Толстой машинально перелистывал сегодняшние газеты… Сколько новостей, театральных, политических, скандальных и менее скандальных… Александр Куприн в Одессе в поисках сильных ощущений задумал опуститься на "дно морское". После пятиминутной подводной экскурсии писателя подняли. Он запротестовал против этого. Выпил коньяку и вторично опустился в водолазном костюме. В третий раз попросил опустить его: на этот раз он пробыл под водой больше пятнадцати минут. Экскурсия доставила ему громадное наслаждение… Избраны академиками Бунин и Златовратский… Раскрыт великосветский притон госпожи де Круазе… Горький исключён из социал-демократической партии, а потом – опровержение этого сенсационного известия… Среди петербургских друзей Куприна распространился слух, что будто он сжёг вторую часть "Ямы", недавно им законченную… Ну, а вот опять о Куприне… Просто не даёт он покоя газетчикам, падким до скандальных слухов. В Александринском театре с шумным успехом шла пьеса Ходотова "Госпожа пошлость". "Баловнем судьбы" называли этого талантливого актёра и писателя. На этот раз разноречивые отзывы критиков и рецензентов создали спектаклю "шальную рекламу".
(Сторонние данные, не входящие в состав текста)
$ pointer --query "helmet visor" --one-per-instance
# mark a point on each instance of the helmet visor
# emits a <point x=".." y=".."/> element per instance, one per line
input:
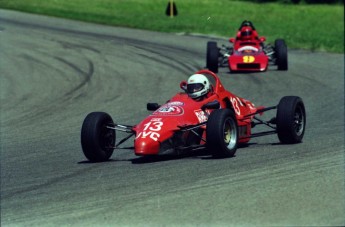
<point x="246" y="33"/>
<point x="191" y="88"/>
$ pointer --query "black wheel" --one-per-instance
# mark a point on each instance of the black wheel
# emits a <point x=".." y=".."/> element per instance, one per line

В обществе постоянно твердили:

– Надо непременно посмотреть! Неужели такая чепуха!

Причём в спектакле были заняты лучшие актёры театра: Варламов, Савина, Давыдов, Всеволодский, даже эпизодическую роль няни играла талантливейшая Стрельская… О таком составе может мечтать драматург любого ранга… Шутили, что с таким составом можно не только сыграть "Госпожу пошлость", но и прейскурант похоронного бюро… Пьеса касалась "писательской братии". Назывались имена Куприна и других известных писателей, которые якобы послужили прототипами главных отрицательных персонажей пьесы. Куприн не выдержал слухов и прислал телеграмму дирекции театра: "Запрещаю императорским театрам ставить новую пьесу Ходотова "Госпожа пошлость", пока не прочту её…" Ясно, что запрету не вняли, театр был полон…

Имя Куприна не раз возникало в светских и литературных салонах, привлекали и его сочинения, и его бушующий темперамент. Услышав из газет о скандале в доме Николая Ходотова по еврейскому вопросу (о котором упоминалось в Прологе. – В. П. ), Александр Куприн, написавший немало добротных рассказов о евреях, – "Суламифь", "Трус", об отважном и добром Мойше Файбише, о красавице Этлю в "Жидовке", о замечательном скрипаче Яшке из "Гамбринуса", – тут же поделился своими соображениями по острому вопросу с давним другом Фёдором Дмитриевичем Батюшковым:

"18 марта 1909 года. Житомир.

Чириков (хотя у меня вышел не то Водовозов, не то Измайлов) прекрасный писатель, славный товарищ, хороший семьянин, но в столкновении с Ш. Ашем он был совсем не прав. Потому что нет ничего хуже полумер. Собрался кусать – кусай. А он не укусил, а только послюнил.

Все мы, лучшие люди России (себя я к ним причисляю в самом-самом хвосте), давно уже бежим под хлыстом еврейского галдежа, еврейской истеричности, еврейской повышенной чувствительности, еврейской страсти господствовать, еврейской многовековой спайки, которая делает этот избранный народ столь же страшным и сильным, как стая оводов, способных убить в болоте лошадь. Ужасно то, что все мы сознаем это, но в сто раз ужаснее то, что мы об этом только шепчемся в самой интимной компании на ушко, а вслух сказать никогда не решимся. Можно печатно и иносказательно обругать царя и даже Бога, а попробуй-ка еврея! oгo-го! Какой вопль и визг подымется среди всех этих фармацевтов, зубных врачей, адвокатов, докторов и особенно громко среди русских писателей – ибо, как сказал один очень недурной беллетрист Куприн, каждый еврей родится на свет Божий с предначертанной миссией быть русским писателем.

Я помню, что ты в Даниловском возмущался, когда я, дразнясь, звал евреев жидами. Я знаю тоже, что ты – самый корректный, нежный, правдивый и щедрый человек во всем мире, – ты всегда далек от мотивов боязни, или рекламы, или сделки. Ты защищал их интересы и негодовал совершенно искренно. И уж если ты рассердился на эту банду литературной сволочи – стало быть, они охалпели от наглости.